The runtime-global registry for xmlns <-> cljns mappings, provided by declare-ns and alias-ns, poses a problem of governance: If two libraries want to be composable (a very basic requirement), they need to agree on their declare-ns clauses. Even worse: user source code is hardcoded against whatever mapping, their library chose to provide. The only "fix" for that would be maintaining a mapping of "known" uris to clojure namespaces within data.xml, but that is unsatisfactory, as the work of assigning unique names is already provided by various registries, such as iana, and the list of xml uris, that people might want to use with data.xml is quite large.

At the same time, we want to keep using ::xmlns-alias/keywords. This can be achieved, by encoding the uri directly into the keyword, after substituting clojure's syntax characters. Percent-encoding, along with the substitution rules given in https://www.ietf.org/rfc/rfc3987.txt

https://groups.google.com/forum/#!topic/clojure/Txj3suj2B3s

[r2] 20161107 Justification for qname encoding

Premise. We want a 1:1 mapping between our xml encoding and the xml infoset, for any bit contributing to value equality.
=> This demands encoding the full xmlns uri into every qname, as opposed to some registry scheme. [r1] is driven by this.

Premise. We want to keep keywords because of ::alias/shorthands.
=> The ns uri will have to fit into a keyword namespace because of the natural mapping premise ; )

Premise. We want to stay within valid edn for (comp read-string pr-str) compatibility.
=> This requires some sort of encoding for ns uris. 

Premise. We want to retain some readability for debugging purposes.
=> This rules out base64 and other formats geared towards efficiently encoding binary data.

This leaves us with either shifting problematic characters into unicode or using an escaping scheme.

Unicode shifting is appealing, because it retains a maximum of readability.
On the other hand, it leaves endless bikeshedding possibility about: target alphabet, target alphabet of target alphabet, ...; lookalike characters vs not. Whatever scheme we chose based on this, it would be unfamiliar to anybody but heavy data.xml users and in sum, this doesn't look like a winnable game.

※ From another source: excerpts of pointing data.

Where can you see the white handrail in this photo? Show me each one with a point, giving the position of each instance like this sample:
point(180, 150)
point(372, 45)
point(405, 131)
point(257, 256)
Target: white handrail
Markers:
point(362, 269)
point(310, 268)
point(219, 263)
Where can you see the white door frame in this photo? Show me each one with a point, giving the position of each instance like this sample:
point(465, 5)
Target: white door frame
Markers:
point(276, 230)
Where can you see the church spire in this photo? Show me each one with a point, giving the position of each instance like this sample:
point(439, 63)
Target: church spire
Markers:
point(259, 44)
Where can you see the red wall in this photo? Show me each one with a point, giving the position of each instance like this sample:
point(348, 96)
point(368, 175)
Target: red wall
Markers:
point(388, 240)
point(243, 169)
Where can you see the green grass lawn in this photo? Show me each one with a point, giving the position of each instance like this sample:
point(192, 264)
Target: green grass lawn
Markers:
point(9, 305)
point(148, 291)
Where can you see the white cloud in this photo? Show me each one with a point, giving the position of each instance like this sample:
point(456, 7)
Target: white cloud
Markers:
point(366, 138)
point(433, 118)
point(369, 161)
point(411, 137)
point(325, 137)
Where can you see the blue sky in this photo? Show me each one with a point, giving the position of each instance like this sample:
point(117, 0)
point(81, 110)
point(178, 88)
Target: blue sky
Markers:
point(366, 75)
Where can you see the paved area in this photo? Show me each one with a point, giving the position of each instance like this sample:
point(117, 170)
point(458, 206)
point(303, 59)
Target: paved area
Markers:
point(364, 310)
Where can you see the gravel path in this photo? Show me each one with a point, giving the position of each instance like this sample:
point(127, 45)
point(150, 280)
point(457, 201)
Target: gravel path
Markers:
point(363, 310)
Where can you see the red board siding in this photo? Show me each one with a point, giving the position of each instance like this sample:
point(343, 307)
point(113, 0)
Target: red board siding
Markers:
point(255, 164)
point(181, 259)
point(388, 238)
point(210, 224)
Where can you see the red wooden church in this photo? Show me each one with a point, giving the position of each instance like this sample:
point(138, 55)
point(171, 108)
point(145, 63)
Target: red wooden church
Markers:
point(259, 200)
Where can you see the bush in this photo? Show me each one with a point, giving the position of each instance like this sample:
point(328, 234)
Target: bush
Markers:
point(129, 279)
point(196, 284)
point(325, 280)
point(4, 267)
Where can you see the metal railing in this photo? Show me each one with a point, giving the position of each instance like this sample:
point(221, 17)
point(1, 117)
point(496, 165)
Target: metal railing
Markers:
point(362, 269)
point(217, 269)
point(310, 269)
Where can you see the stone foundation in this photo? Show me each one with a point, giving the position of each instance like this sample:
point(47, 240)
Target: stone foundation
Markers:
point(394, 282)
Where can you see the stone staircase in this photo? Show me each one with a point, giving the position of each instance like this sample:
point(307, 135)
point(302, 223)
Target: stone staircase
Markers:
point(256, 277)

For escaping schemes, there are a couple of well known choices, most of them based on \ as an escape character, which rules them out for use in edn keywords.
Arguably the best known escaping scheme, though, is rfc3987 percent-encoding, also known as url-encoding. This happens to be an almost perfect fit for transcribing human-readable strings into clojure keyword namespaces:
1.) It retains a moderate amount of readability which gets better through reusable knowledge. You probably don't even have to check, when I tell you that %2F means /
2.) Reserved characters in an uri segment, seem to be a happy superset of clojure's reserved characters. In particular, it reserves : and /, but leaves . (which leads to a curious, but not entirely unappealing mapping to java package trees.)
     Hence, using urlencoding, will even save us from shipping codecs (we need to make sure though, that java's URLEncoder fully agrees with javascript's encodeURIComponent)
3.) % got allowed in clojure 1.5.0. The jury on http://dev.clojure.org/jira/browse/CLJ-1527 is still out, but Rich Hickey's talk about not breaking APIs could be interpreted to mean that it will stay allowed.
     Bumping the required clojure version from 1.4.0 to 1.5.0 is a slight drawback, but that will amortize as people keep upgrading their software. It should also be possible to work with a useful a subset of data.xml on 1.4.0, even some namespacing support as % won't be readable, but still constructable.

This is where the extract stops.